To control the ordering of sequences, use cluster_order (default=None):

# - None: keep the algorithm's default order
df_clust = aa.filter_seq(df_seq=df_seq, cluster_order=None)
aa.display_df(df_clust, n_rows=-5)
# - "size": sort clusters by decreasing size
df_clust = aa.filter_seq(df_seq=df_seq, cluster_order="size")
aa.display_df(df_clust, n_rows=-5)
# - "input": restore original input order
df_clust = aa.filter_seq(df_seq=df_seq, cluster_order="input")
aa.display_df(df_clust, n_rows=-5)
  entry cluster identity_with_rep is_representative
1996 CAPSID_4517 1995 100.000000 1
1997 CAPSID_4516 1996 100.000000 1
1998 CAPSID_4300 1997 100.000000 1
1999 CAPSID_4108 1998 100.000000 1
2000 CAPSID_4984 1999 100.000000 1
  entry cluster identity_with_rep is_representative
1996 CAPSID_444 1995 100.000000 1
1997 CAPSID_4821 1996 100.000000 1
1998 CAPSID_530 1997 100.000000 1
1999 CAPSID_986 1998 100.000000 1
2000 CAPSID_4492 1999 100.000000 1
  entry cluster identity_with_rep is_representative
1996 CAPSID_5081 1975 100.000000 1
1997 CAPSID_5082 1445 100.000000 1
1998 CAPSID_5083 1148 100.000000 1
1999 CAPSID_5084 1733 100.000000 1
2000 CAPSID_5085 1802 100.000000 1

Multiprocessing can be enabled by using the n_jobs parameter, which is set to the maximum if n_jobs=None. However, this is only recommend for large datasets:

import time

# Run without multiprocessing
time_start = time.time()
df_clust = aa.filter_seq(df_seq=df_seq, n_jobs=1)
time_no_mp = round(time.time() - time_start, 2)
print(f"Time without multiprocessing: {time_no_mp} seconds")

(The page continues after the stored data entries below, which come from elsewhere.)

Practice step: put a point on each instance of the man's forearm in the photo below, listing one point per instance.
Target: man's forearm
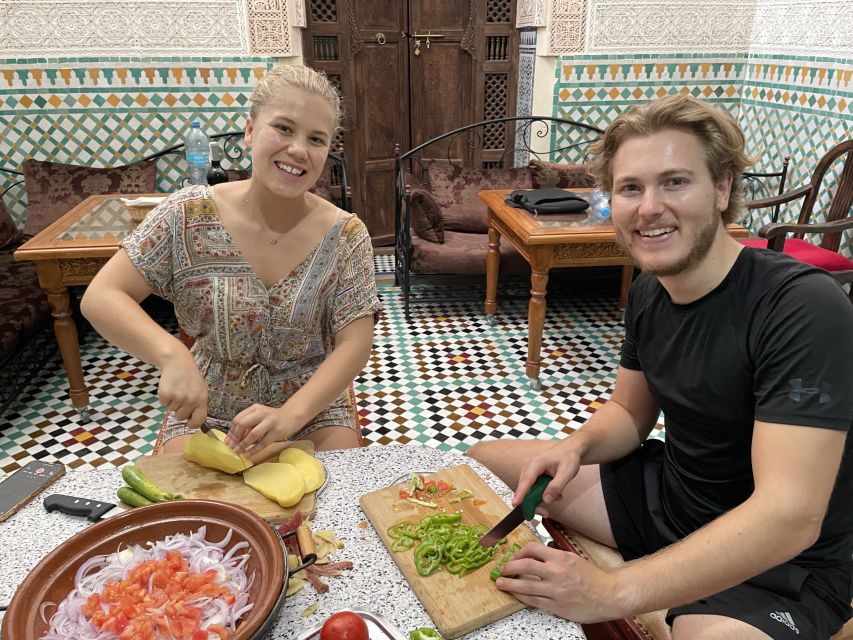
(738, 545)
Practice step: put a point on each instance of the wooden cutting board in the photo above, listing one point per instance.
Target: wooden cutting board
(171, 473)
(456, 605)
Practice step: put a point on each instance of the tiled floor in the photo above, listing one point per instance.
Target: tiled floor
(445, 379)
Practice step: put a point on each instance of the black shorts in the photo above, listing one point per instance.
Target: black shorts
(789, 601)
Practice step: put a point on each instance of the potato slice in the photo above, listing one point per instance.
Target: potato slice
(277, 481)
(214, 453)
(309, 467)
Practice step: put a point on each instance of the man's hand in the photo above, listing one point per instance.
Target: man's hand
(561, 462)
(257, 427)
(182, 389)
(561, 583)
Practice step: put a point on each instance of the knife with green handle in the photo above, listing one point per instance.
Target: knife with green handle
(524, 511)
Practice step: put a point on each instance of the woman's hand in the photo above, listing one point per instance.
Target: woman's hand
(182, 388)
(561, 583)
(259, 426)
(561, 462)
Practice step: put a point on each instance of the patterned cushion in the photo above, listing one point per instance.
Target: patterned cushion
(23, 302)
(426, 217)
(53, 189)
(555, 174)
(455, 190)
(8, 231)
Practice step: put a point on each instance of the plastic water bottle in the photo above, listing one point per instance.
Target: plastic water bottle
(197, 153)
(599, 207)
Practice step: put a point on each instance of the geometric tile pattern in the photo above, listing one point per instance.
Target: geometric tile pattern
(132, 27)
(785, 105)
(110, 111)
(445, 379)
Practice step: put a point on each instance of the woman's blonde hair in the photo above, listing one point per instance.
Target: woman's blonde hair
(289, 76)
(720, 137)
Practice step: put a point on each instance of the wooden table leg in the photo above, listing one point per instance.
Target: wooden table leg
(535, 325)
(627, 278)
(69, 347)
(493, 265)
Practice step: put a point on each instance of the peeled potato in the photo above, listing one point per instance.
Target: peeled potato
(311, 469)
(214, 454)
(277, 481)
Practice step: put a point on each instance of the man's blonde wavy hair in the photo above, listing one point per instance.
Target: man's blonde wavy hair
(719, 136)
(287, 76)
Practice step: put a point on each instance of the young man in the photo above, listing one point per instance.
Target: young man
(740, 524)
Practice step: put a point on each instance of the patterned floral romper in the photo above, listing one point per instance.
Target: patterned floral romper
(253, 344)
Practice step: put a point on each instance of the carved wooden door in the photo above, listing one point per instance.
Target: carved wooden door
(410, 70)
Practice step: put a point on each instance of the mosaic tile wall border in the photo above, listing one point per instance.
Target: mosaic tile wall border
(786, 105)
(105, 111)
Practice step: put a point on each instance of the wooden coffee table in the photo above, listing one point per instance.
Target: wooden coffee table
(545, 242)
(70, 252)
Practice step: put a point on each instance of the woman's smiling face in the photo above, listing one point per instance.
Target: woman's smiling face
(289, 140)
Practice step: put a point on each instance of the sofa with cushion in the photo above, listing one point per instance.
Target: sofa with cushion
(441, 223)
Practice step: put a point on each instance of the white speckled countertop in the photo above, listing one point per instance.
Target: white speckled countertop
(374, 584)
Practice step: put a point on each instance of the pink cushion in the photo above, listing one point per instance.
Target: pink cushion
(808, 253)
(455, 190)
(53, 189)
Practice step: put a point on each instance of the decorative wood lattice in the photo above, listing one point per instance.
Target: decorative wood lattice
(326, 48)
(324, 11)
(494, 135)
(497, 48)
(498, 10)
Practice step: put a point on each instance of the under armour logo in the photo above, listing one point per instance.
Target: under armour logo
(798, 390)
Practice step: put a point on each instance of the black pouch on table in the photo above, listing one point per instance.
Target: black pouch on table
(547, 200)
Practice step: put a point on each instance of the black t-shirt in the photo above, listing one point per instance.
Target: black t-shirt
(773, 342)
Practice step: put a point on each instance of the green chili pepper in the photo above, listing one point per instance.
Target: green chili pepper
(427, 558)
(425, 633)
(495, 573)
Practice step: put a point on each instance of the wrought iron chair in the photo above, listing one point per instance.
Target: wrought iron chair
(837, 220)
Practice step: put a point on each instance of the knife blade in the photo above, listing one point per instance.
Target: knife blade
(92, 510)
(524, 511)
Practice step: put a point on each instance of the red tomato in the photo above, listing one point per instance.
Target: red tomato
(344, 625)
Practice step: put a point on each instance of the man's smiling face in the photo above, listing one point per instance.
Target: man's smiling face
(665, 204)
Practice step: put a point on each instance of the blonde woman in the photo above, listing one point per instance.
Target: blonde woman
(275, 284)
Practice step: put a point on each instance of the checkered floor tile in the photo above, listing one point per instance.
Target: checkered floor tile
(445, 378)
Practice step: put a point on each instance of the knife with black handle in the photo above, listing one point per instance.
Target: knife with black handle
(92, 510)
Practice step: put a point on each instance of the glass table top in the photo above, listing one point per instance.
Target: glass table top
(108, 220)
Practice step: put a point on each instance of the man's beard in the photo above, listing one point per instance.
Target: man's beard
(701, 246)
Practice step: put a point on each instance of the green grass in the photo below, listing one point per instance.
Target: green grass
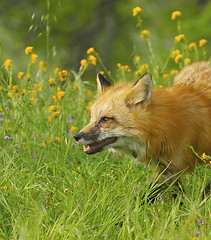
(51, 190)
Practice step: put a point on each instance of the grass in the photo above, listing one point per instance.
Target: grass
(51, 190)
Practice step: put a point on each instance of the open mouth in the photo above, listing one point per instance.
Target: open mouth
(98, 146)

# Run with multiprocessing
time_start = time.time()
df_clust = aa.filter_seq(df_seq=df_seq, n_jobs=3)
time_mp = round(time.time() - time_start, 2)
print(f"Time with multiprocessing. {time_mp} seconds")
Time without multiprocessing: 0.09 seconds
Time with multiprocessing. 0.13 seconds

Set verbose=True to show the direct messages of the algorithms during processing and in case of errors. This can be very detailed for MMSeqs2 and is therefore not demonstrated here.